Ryohei doesn’t say anything and doesn’t look away from his hands, but it feels like the air around him has shifted toward me.

"Uh, I mean … making stuff?” My eyes dart away from him to the backsplash, fall to the sink, to his back, away again. “Baking stuff.”

“I do.”

“Lucky,” I yawn.

He quirks an eyebrow, a quiet coercion to speak.

I swallow something hard, wading through the words. “I, uh … never really … liked violin,”

He hums.

I adjust myself straighter against the wall. “It feels almost taboo to say - I just … I was just good at it. It just … I was.” I keep shrugging for some reason, as if they’re words.

He hums again.

I keep shrugging against the wall, the words falling off and becoming a deep exhale.

“What about you, then? When did you decide to … ” I swipe under my nose and wave my hand, gesturing at him. “Start to uh, make - I mean, baking stuff?”

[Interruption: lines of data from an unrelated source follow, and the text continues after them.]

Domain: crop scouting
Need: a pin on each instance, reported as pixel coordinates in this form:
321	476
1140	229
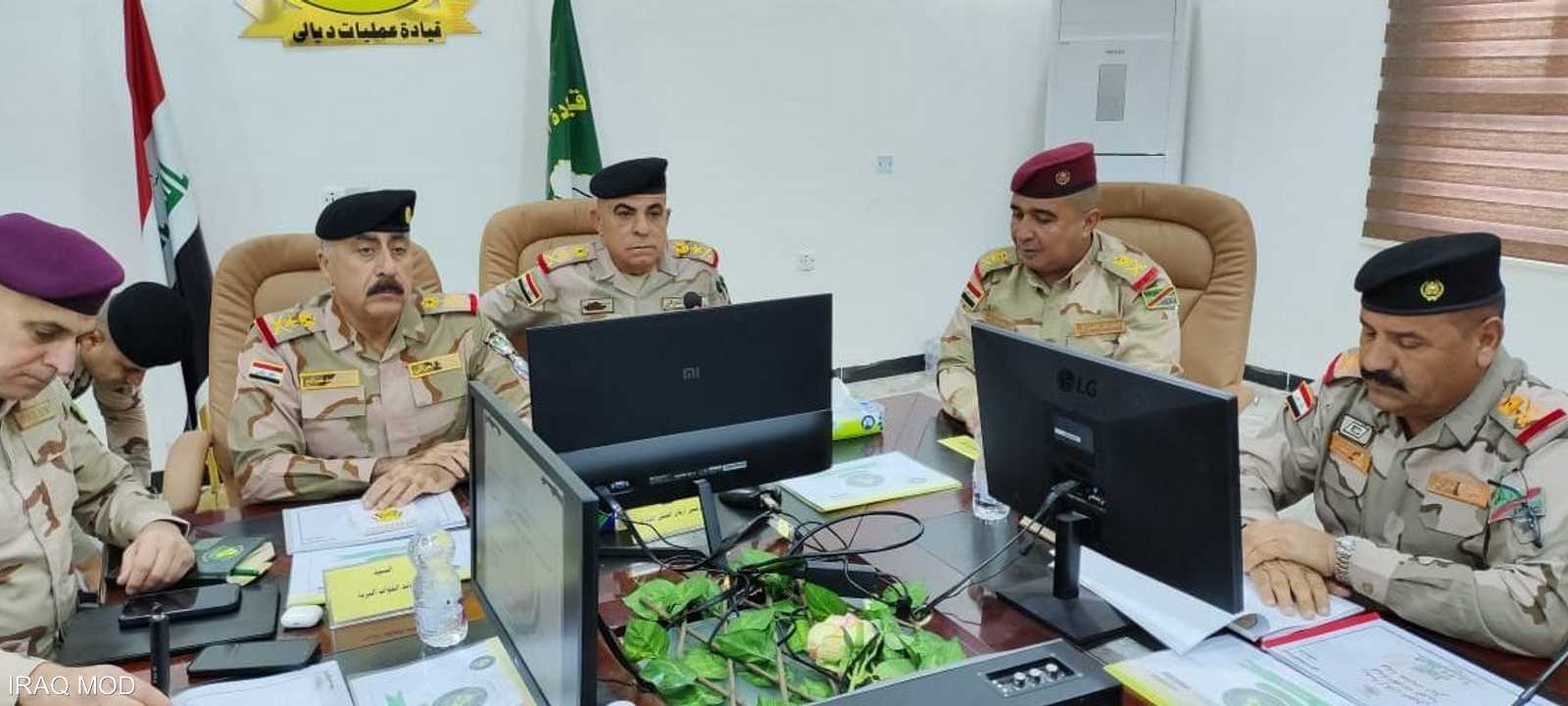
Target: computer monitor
645	407
1154	462
535	565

Ryohei’s fingers pause suddenly. My heart sinks, pumping something cold into my veins. Did I say something? What did I do?

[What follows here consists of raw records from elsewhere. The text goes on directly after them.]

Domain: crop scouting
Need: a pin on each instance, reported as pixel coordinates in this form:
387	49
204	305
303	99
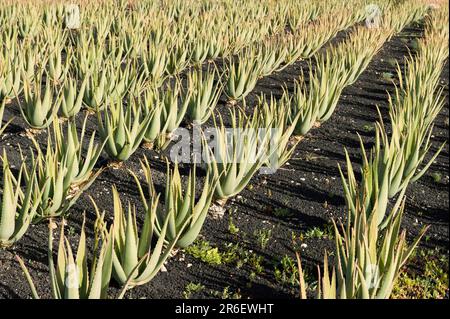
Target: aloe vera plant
18	206
368	261
63	172
242	76
39	110
135	260
57	69
275	117
10	78
187	213
2	110
72	99
272	56
303	106
154	63
204	95
237	154
71	277
122	128
329	83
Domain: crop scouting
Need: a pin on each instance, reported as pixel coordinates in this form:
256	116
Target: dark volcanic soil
305	194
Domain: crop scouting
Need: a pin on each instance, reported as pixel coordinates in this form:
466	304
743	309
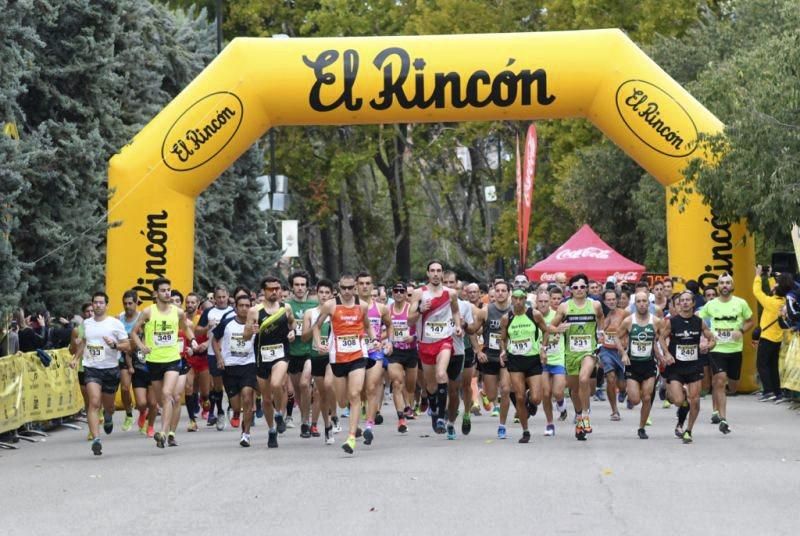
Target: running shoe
305	431
402	425
440	426
466	424
451	431
501	432
349	446
280	424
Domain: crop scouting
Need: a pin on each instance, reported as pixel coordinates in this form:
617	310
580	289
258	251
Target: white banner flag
290	239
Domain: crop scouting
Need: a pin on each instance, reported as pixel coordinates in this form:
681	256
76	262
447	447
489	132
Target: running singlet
491	335
523	335
435	324
581	335
297	347
684	339
236	350
271	342
161	335
401	330
555	343
347	333
96	353
642	340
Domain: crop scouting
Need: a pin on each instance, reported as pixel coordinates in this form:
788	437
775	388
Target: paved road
745	483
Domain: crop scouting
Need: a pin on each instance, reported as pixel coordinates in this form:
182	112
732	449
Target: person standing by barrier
100	339
161	323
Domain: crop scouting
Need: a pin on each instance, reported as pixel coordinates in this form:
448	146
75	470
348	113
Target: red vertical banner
526	198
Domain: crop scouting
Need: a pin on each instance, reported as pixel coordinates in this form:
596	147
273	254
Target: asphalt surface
747	482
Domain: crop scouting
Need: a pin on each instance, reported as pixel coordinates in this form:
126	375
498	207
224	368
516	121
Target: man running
435	310
522	354
233	348
346	347
161	323
582	316
273	324
639	356
100	340
682	359
731	317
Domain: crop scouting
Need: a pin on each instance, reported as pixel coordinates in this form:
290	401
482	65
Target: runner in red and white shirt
435	310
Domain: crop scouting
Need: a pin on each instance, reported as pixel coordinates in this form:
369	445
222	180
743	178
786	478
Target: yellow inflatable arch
255	84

He’s wiping his hands on his apron.

“You - You don’t have to answer if - if you don’t,”

I’m rewinding the conversation over and over as he walks away, mining it for details I might have overlooked. A boundary I may have over overstepped.

Ryohei returned with a small, teal plate.

On it sits a golden brown pasty, bits of its flakey layers crumbling onto the plate’s white polka - dots. I stare at it, then look up at him, confusion scrunching my face.

He holds the teal saucer a little closer.

Oh.

Oh no. I can feel the nightmear, hissing whispers and disgust blooming warm in the pit of my stomach. I can feel their eyes fixed down on me.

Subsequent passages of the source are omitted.